I had some innate talent, don’t get me wrong. I had an insurmountable handicap from the fact that I started so late (among other things) but I was good enough, with some help from another church member who was the wife of a member of the board of trustees of the college, to get into college as a piano performance major.
(If anyone who recognizes me from this story was wondering, yes, that’s how I got in. My choice of major was a terrible decision, and know that I regret it terribly.)
Quite frankly, the reason I chose this major was to gain respect. I do love music, and I will admit that I’ve been able to use many things I learned there in my life so it wasn’t a total waste, but it was the potential for “being someone” that was my motivation for choosing that major. Looking back on it, this pretty much doomed me to failure from the beginning. I approached music from an engineering mindset, and that simply doesn’t work.
My first day in college I was fighting off something of an anxiety attack. I kept mumbling to myself, “it’s just like elementary school”. And, truth be told, I wasn’t exactly wrong. It was like coming into a whole different world where everyone was at the same time far more mature than me, and annoyingly immature.
There are some memories from college that actually give me PTSD flashbacks (yes, they are THAT bad) so I won’t repeat them here. But I can come up with a few that don’t.
There was this student named Dax who was basically the adult version of a class clown. I was taking an accompanying class and was assigned to accompany this student, he was on the clarinet. We were doing a Mozart clarinet concerto (I think) and the piano and clarinet handed off a theme. While I was playing, he was chasing women with music stands, kissing them, and basically just making an entire mess of it – but neither of us missed a note. That was one of my funniest experiences at college. (That was 27 or so years ago, good luck getting away with that now!)
One of my proudest experiences at college was a women who was singing “Sebben Crudele” for her juries or something, but her accompanist didn’t show up. I was not well practiced on that song, but I was good enough that I thought I could handle it. We had never worked together before, but we did pull it off. Not perfectly, but good enough. I learned at that moment that I had a particular talent for following soloists.
I remember signing up for concert chorale in the Christmas trimester, completely unaware that it involved a tour of Northwest Ohio high schools. I immediately regretted taking the class the moment I found out this was the case.. That was bar none one of the worst experiences I have ever had in my life. Spending that much time with people my age who I can only describe as immature frat boys was a kind of torment in its own way. I made do – I’m a survivor and I always make do – but that is one of those things where I should have just taken the damn F. I hope I never have that kind of experience again. That isn’t so much a PTSD moment as it is just a “I regret that with every fiber of my being” moment.
But, the rare funny or proud moments aside, college was mostly an experience in isolation and embarrassment.
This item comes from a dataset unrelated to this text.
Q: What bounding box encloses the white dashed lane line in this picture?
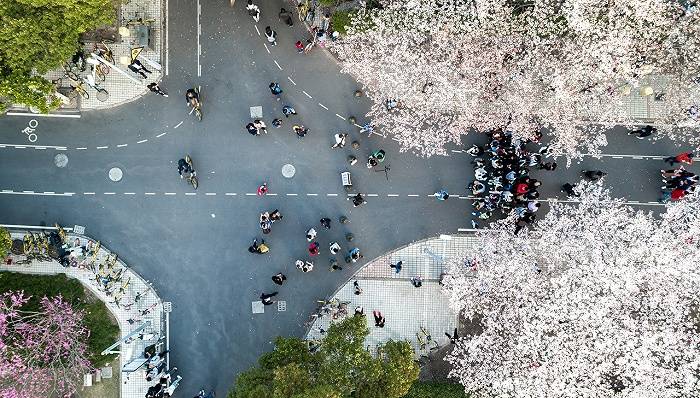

One of the embarrassing things that is not a PTSD triggering memory (I’m not being dramatic on that – it’s literally true) is the time some German students came to my school, and I dressed up and was trying to be welcoming, but instead just made an ass of myself. I made an ass of myself in so many different ways, and I regret so much. All of the good memories aside, and there were, as I mentioned, a few, I wish I’d never gone. It was, a told, a terrible experience and I ended up dropping out due to anxiety. I’d just get sick every time I’d even think of going.
I shouldn’t have done it.
But i did get exposed to a lot of music I learned to love. I did get a lot out of music appreciation and music theory (sorry Dr. Heritage), and there are some things that I take with me to this day that I learned there. I was never destined to be a great performer, or a great musician, I was never even destined to be a mediocre performer. But I do love music, and knowing how it works to even a small degree has helped me to appreciate music even more. I don’t feel like I owe my teachers there anything – they weren’t particularly great. But they weren’t awful either.
But I still wish I’d never gone. The memories, on balance, hurt too much.
There may be one of my former costudents who could come across this someday. I hope not, but this is the risk of posting something like this publicly. I will only say this: no matter what you thought of me, I thought worse of myself. I hope someday I can look back on these times without literally cringing.